Novelist Richard Ford to read for Annual Writers Harvest

Richard Ford (Photo by J. Foley Opale)

Pulitzer Prize-winning novelist Richard Ford reads from his work at 8 p.m., Thursday, Oct. 13, in Chase Hall Lounge, Campus Avenue, Bates College.

The public is invited to attend the event, part of the Writers Harvest, the annual literary benefit to fight hunger and poverty sponsored by the national hunger organization Share Our Strength (SOS). Donations will be accepted and proceeds will benefit area food banks.
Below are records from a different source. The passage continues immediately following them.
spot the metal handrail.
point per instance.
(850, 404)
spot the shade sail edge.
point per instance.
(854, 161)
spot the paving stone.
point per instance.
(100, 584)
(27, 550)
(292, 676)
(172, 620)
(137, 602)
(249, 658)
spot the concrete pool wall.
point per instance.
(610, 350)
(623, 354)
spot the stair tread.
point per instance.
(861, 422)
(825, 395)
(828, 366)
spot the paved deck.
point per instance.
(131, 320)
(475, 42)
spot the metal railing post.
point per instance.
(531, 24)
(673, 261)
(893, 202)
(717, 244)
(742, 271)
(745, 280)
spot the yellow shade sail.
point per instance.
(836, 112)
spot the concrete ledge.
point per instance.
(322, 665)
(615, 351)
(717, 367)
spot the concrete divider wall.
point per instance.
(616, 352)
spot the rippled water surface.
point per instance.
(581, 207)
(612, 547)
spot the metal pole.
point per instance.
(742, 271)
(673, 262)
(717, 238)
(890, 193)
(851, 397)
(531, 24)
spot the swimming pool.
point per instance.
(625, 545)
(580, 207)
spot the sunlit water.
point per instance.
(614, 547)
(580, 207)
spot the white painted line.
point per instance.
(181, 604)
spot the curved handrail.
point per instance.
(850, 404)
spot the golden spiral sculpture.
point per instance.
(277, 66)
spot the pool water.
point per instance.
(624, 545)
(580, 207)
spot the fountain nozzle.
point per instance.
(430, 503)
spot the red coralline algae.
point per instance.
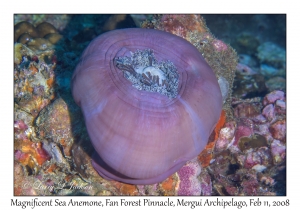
(219, 45)
(269, 112)
(278, 130)
(189, 184)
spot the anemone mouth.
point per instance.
(143, 70)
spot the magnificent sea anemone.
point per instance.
(150, 102)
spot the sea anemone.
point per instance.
(150, 102)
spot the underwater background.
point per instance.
(246, 155)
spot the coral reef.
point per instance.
(220, 56)
(246, 152)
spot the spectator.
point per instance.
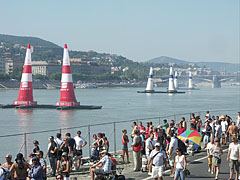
(125, 141)
(137, 148)
(234, 157)
(19, 167)
(80, 143)
(141, 127)
(158, 161)
(209, 148)
(217, 152)
(36, 172)
(180, 165)
(63, 166)
(172, 152)
(105, 163)
(52, 154)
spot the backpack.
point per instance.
(4, 174)
(182, 146)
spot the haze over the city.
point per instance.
(139, 30)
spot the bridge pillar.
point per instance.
(215, 82)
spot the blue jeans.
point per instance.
(179, 172)
(53, 165)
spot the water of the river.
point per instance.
(118, 104)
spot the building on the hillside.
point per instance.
(2, 66)
(13, 65)
(45, 68)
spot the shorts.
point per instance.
(210, 161)
(233, 164)
(206, 139)
(216, 161)
(172, 159)
(78, 153)
(99, 171)
(223, 134)
(124, 146)
(157, 171)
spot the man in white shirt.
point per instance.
(150, 145)
(158, 160)
(224, 125)
(172, 152)
(210, 146)
(234, 157)
(80, 143)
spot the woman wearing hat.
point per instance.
(63, 166)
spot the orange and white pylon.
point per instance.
(25, 96)
(67, 90)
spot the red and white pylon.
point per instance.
(67, 90)
(25, 96)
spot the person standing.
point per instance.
(125, 142)
(234, 157)
(158, 161)
(19, 168)
(150, 145)
(172, 152)
(209, 148)
(36, 172)
(137, 148)
(52, 154)
(80, 143)
(217, 153)
(180, 165)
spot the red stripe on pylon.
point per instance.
(66, 69)
(27, 69)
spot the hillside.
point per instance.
(22, 40)
(216, 66)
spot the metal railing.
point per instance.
(111, 129)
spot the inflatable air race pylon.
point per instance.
(67, 90)
(149, 87)
(175, 80)
(171, 87)
(190, 86)
(25, 96)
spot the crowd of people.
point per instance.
(158, 144)
(64, 156)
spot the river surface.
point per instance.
(119, 104)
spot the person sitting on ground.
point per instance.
(180, 165)
(36, 172)
(19, 167)
(105, 163)
(125, 141)
(157, 160)
(63, 166)
(234, 157)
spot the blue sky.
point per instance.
(203, 30)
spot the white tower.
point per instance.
(190, 86)
(149, 87)
(175, 80)
(171, 87)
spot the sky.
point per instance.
(200, 30)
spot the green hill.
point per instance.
(22, 40)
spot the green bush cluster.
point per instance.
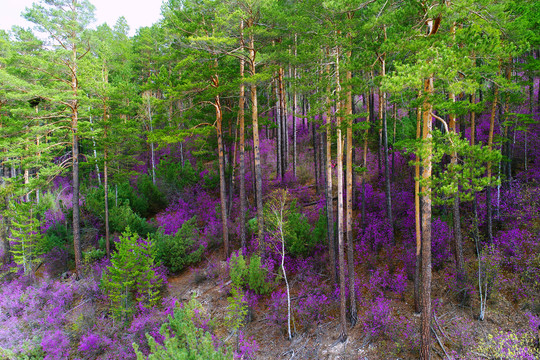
(300, 239)
(184, 340)
(177, 175)
(148, 190)
(131, 275)
(252, 275)
(121, 217)
(146, 201)
(179, 250)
A native of Jackson, Miss., and a resident of East Boothbay, Ford is the author of eight books of fiction — five novels and three collections of stories, plus many essays. He is a regular contributor to The New Yorker and writes on cultural matters for La Repubblica.

Ford’s novel “Independence Day” (Knopf) won the 1996 Pulitzer Price for fiction, and his stories have won the PEN-Malamud Prize for distinguished contributions to the short story. New York Times critic Michiko Kakutani called Ford “one of his generation’s most eloquent voices.”

Each fall, Writers Harvest invites writers to fight hunger and poverty by reading from their works at bookstores, college campuses and community centers around the country. SOS distributes 100 percent of event donations to statewide anti-hunger and anti-poverty efforts. Since its inception in 1992, SOS’s Writers Harvest has raised more than $800,000 for the fight against hunger.

Ford’s reading is sponsored by the Department of English.